Rent for their hut is NIS 400 a month; Walid hasn’t paid it in three months. He has no way of paying. The landlord lives next door. Half the street belongs to him—one of those who took over the houses of the many refugees who fled to Jordan in 1967. Walid has a refugee card that entitles him to several basic food products from the United Nations Relief and Works Agency (UNRWA) for Palestinian Refugees, but that also works on an occasional rather than a permanent basis. His pleas to receive a piece of land from UNRWA and to build his two dream rooms on it, have not been answered so far. He says that even 20 square meters would be enough for him. Since 2002 he has not earned a penny. The family lives off the largess of others—on the 40-50 Jordanian dinars that the uncles in Jordan send them occasionally and on charity from neighbors and relatives.

Now Walid’s voice breaks. He says that he gathers vegetables and fruits from the marketplace. Occasionally, God sends him something, too.

Happy holiday, Mr. Sau. What did you do on the holiday? Nothing. They woke up at 8, and the children went to friends. This year they didn’t even buy them new clothes, as usual; they took good care of the clothes from the previous holiday and wore them again. The parents stayed at home. What did you eat? “Write that we ate makhluba [a dish of meat and vegetables]. But the truth is, I don’t remember.” Walid goes into the kitchen to ask Iman what they ate for the holiday meal.

Meanwhile, their son Mohammed, 14, whose curls are combed with gel, doesn’t know what he wants to be when he grows up. Write “a teacher,” he finally decides, after considering some of the suggestions made to him.

Mohammed was in Jenin once in his life; the neighbors took him and brought him back the same day. That was about half a year ago. Aside from that, he has been almost nowhere. When his sister got engaged he was also in Nablus for a few hours, and once he visited his uncles in Jerusalem, and from his childhood he remembers the sea, but only the Dead Sea, from the Jordanian side. He has never seen another sea. Nor has he seen a movie theater. Where would he like to visit? He thinks and thinks. Saudi Arabia. To make the pilgrimage. Egypt? No. Paris? No. London? No. New York? No. Only to Mecca.

His father has returned from the kitchen meanwhile: On the first day of the holiday they ate potatoes and fried tomatoes. Yesterday they ate chicken. “If it comes, it’s welcome.” Today majadara (lentils and rice). “If God sends us NIS 2, we buy falafel and it’s considered a meal.”

Make three wishes, we ask Walid. No, he says. Only one: “A plot of land. A small plot of land on which I will build two rooms. And that’s all. Nothing else. I cannot be sure how long I will live, and I still want to leave two rooms to the children.”

The skies of Jericho have darkened meanwhile. Half a dunam costs NIS 12,000. Sometimes Walid doesn’t leave the house at all, sometimes he goes to town, to collect some food and to meet with friends. What does he wish for his children? “That they’ll be like all the children in the world.
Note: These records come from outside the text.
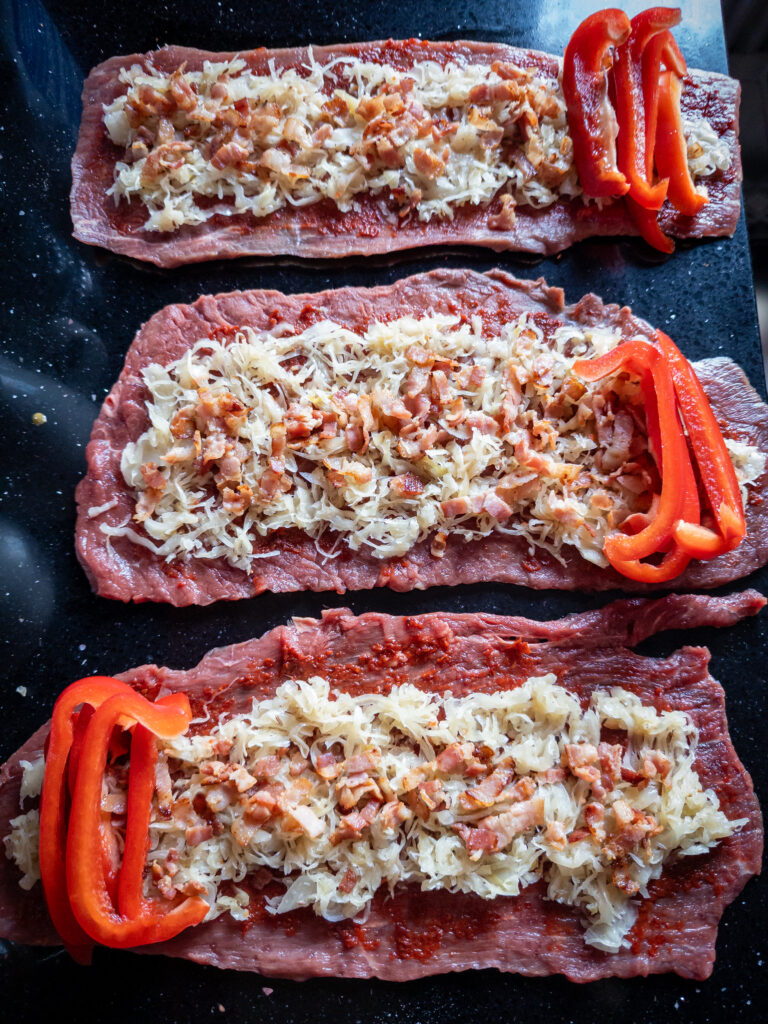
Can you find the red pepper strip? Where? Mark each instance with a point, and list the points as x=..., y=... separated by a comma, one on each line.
x=660, y=50
x=88, y=895
x=672, y=152
x=646, y=222
x=641, y=357
x=591, y=120
x=93, y=690
x=633, y=140
x=676, y=559
x=138, y=812
x=715, y=466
That they’ll live in dignity.”

The television satellite dish broke, it’s lying in the yard, now they get only Jordan and Palestine. Walid says he voted for Abu Mazen because he is the man who is needed now. He himself has never visited Israel. Not even Bethlehem or Hebron.
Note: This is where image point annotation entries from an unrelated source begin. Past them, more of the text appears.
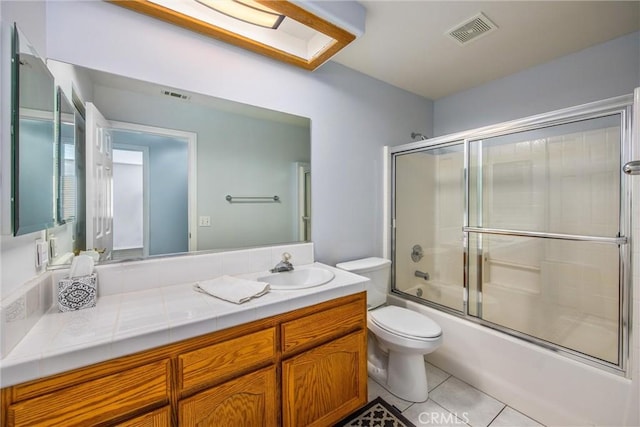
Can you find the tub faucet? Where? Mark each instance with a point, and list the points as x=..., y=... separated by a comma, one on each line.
x=283, y=265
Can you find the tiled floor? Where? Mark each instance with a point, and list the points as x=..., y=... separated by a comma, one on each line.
x=453, y=403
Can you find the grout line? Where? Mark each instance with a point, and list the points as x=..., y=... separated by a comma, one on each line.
x=494, y=418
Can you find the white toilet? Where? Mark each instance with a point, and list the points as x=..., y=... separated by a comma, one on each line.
x=398, y=337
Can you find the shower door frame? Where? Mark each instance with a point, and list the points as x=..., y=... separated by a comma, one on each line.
x=621, y=105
On the stained bedroom wall, Subahi’s matriculation certificate is hanging, with greetings from the Democratic Front for the Liberation of Palestine (DFLP). “But he is not in the Democratic Front,” says Walid, who has an almost toothless mouth, apparently unaware that the Shin Bet security services consider his son to be a little terrorist.

Some of the electrical outlets are wrenched out of their sockets, hanging by a thread. The ragged shirt worn by Naal says “Sweetie.” Walid’s medications are in the door of the refrigerator, next to the rotten tomatoes. Suddenly, he recalls how in his childhood he once went to the Rivoli movie theater in Amman and saw a film starring the famous singer Farid al-Atrash.